History

United States
- Name: USS James H. Clark
- Namesake: Previous name retained
- Completed: 1900
- Acquired: 19 July 1917
- Commissioned: 21 August 1917
- Decommissioned: April 1920
- Fate: Sold 16 May 1921
- Notes: Operated as commercial tug James H. Clark 1900-1917

General characteristics
- Type: Patrol vessel
- Tonnage: 45 Gross register tons
- Length: 60 ft 8 in (18.49 m)
- Beam: 17 ft 3 in (5.26 m)
- Draft: 6 ft 9 in (2.06 m) or 8 ft (2.4 m)
- Propulsion: One 150-indicated horsepower (112-kilowatt) vertical compound steam engine, one marine leg boiler, one shaft
- Speed: 8.5 or 9 knots
- Armament: 1 × 3-pounder gun

= USS James H. Clark =

Tugboat of the United States Navy

USS James H. Clark (SP-759) was a United States Navy tug in commission from 1917 to 1920.

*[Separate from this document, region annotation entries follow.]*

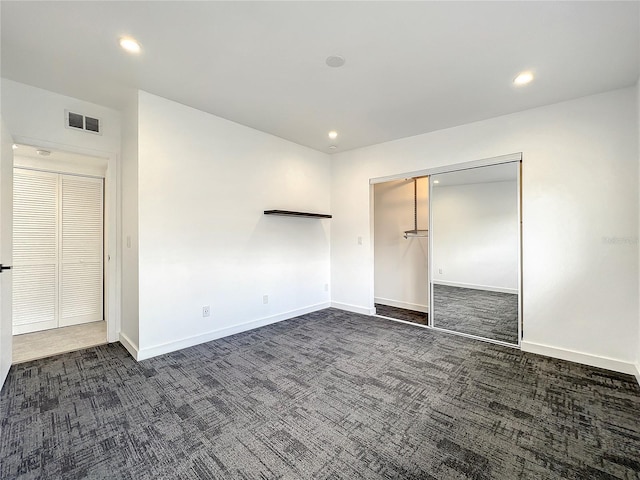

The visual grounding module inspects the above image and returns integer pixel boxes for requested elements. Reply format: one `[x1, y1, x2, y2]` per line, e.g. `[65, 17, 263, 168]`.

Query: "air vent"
[64, 110, 102, 135]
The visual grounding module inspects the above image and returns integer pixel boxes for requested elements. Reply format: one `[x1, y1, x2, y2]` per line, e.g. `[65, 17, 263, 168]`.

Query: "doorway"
[373, 176, 429, 325]
[370, 153, 523, 348]
[12, 145, 107, 363]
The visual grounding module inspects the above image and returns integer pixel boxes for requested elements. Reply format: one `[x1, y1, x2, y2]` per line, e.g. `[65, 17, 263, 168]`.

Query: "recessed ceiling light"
[120, 37, 140, 53]
[513, 72, 533, 85]
[326, 55, 345, 68]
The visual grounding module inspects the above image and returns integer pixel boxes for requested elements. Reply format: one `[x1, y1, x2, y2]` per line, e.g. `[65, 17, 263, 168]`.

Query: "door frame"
[13, 135, 121, 342]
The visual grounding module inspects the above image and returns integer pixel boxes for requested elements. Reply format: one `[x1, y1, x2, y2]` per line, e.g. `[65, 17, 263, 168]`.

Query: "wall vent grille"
[64, 110, 102, 135]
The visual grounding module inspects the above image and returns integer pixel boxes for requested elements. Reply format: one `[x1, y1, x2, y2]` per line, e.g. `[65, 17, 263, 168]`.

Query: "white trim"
[135, 302, 330, 361]
[373, 297, 429, 313]
[331, 302, 376, 315]
[432, 280, 518, 295]
[521, 340, 640, 376]
[120, 332, 140, 360]
[369, 152, 522, 185]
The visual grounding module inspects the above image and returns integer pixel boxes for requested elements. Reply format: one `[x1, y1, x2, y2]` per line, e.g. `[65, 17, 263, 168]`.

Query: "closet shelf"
[264, 210, 331, 218]
[404, 230, 429, 238]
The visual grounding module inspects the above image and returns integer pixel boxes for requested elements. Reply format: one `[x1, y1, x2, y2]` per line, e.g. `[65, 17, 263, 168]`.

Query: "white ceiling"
[0, 0, 640, 153]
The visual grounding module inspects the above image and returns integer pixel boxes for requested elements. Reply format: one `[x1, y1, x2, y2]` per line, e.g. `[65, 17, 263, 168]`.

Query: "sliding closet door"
[59, 175, 104, 327]
[13, 168, 104, 335]
[13, 169, 59, 335]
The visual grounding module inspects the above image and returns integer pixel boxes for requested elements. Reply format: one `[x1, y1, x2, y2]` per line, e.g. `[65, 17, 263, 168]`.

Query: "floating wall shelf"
[264, 210, 331, 218]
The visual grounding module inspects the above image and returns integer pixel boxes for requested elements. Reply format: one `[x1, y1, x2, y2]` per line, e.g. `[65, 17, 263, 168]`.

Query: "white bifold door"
[13, 168, 104, 335]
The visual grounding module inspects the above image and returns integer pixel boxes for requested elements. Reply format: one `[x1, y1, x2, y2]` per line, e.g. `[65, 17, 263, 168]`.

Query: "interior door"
[430, 161, 521, 346]
[0, 119, 13, 388]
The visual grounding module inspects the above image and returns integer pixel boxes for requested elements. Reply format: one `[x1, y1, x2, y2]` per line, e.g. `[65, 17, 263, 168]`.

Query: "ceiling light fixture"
[513, 72, 533, 86]
[120, 37, 140, 53]
[326, 55, 346, 68]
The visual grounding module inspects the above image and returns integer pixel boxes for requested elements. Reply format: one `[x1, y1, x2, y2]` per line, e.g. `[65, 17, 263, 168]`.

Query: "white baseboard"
[331, 302, 376, 315]
[432, 280, 518, 293]
[138, 302, 330, 361]
[521, 340, 640, 376]
[373, 297, 429, 313]
[120, 332, 139, 360]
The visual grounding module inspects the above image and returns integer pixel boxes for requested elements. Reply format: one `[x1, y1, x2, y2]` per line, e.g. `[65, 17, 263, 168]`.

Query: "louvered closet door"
[60, 175, 104, 327]
[13, 168, 59, 335]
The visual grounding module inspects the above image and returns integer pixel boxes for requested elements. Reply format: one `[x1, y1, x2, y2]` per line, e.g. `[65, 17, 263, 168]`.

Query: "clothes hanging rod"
[264, 210, 332, 218]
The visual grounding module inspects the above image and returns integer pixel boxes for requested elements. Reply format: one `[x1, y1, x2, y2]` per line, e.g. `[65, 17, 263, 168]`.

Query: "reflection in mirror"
[373, 177, 429, 326]
[430, 162, 520, 345]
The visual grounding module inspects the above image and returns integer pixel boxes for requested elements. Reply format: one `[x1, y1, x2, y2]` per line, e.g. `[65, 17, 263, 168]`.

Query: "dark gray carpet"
[433, 284, 518, 345]
[375, 303, 429, 325]
[0, 309, 640, 480]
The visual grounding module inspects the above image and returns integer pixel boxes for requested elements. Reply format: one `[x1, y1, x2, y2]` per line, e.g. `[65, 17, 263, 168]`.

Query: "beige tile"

James H. Clark was built as a commercial steam tug of the same name in 1900 at Buffalo, New York. On 19 July 1917, the U.S. Navy acquired her from her owner, the Tampa Towing & Lighterage Company of Tampa, Florida, for use during World War I. Assigned the section patrol number 759, she was commissioned on 21 August 1917 as USS James H. Clark (SP-759).

Assigned to the 7th Naval District and based at Key West, Florida, James H. Clark performed towing and other miscellaneous duties in the harbor at Key West and at Naval Station Key West until 1920.

James H. Clark was decommissioned on 6 April 1920 and was sold on 16 May 1921 to the A. C. Tuxbury Lumber Company of Charleston, South Carolina.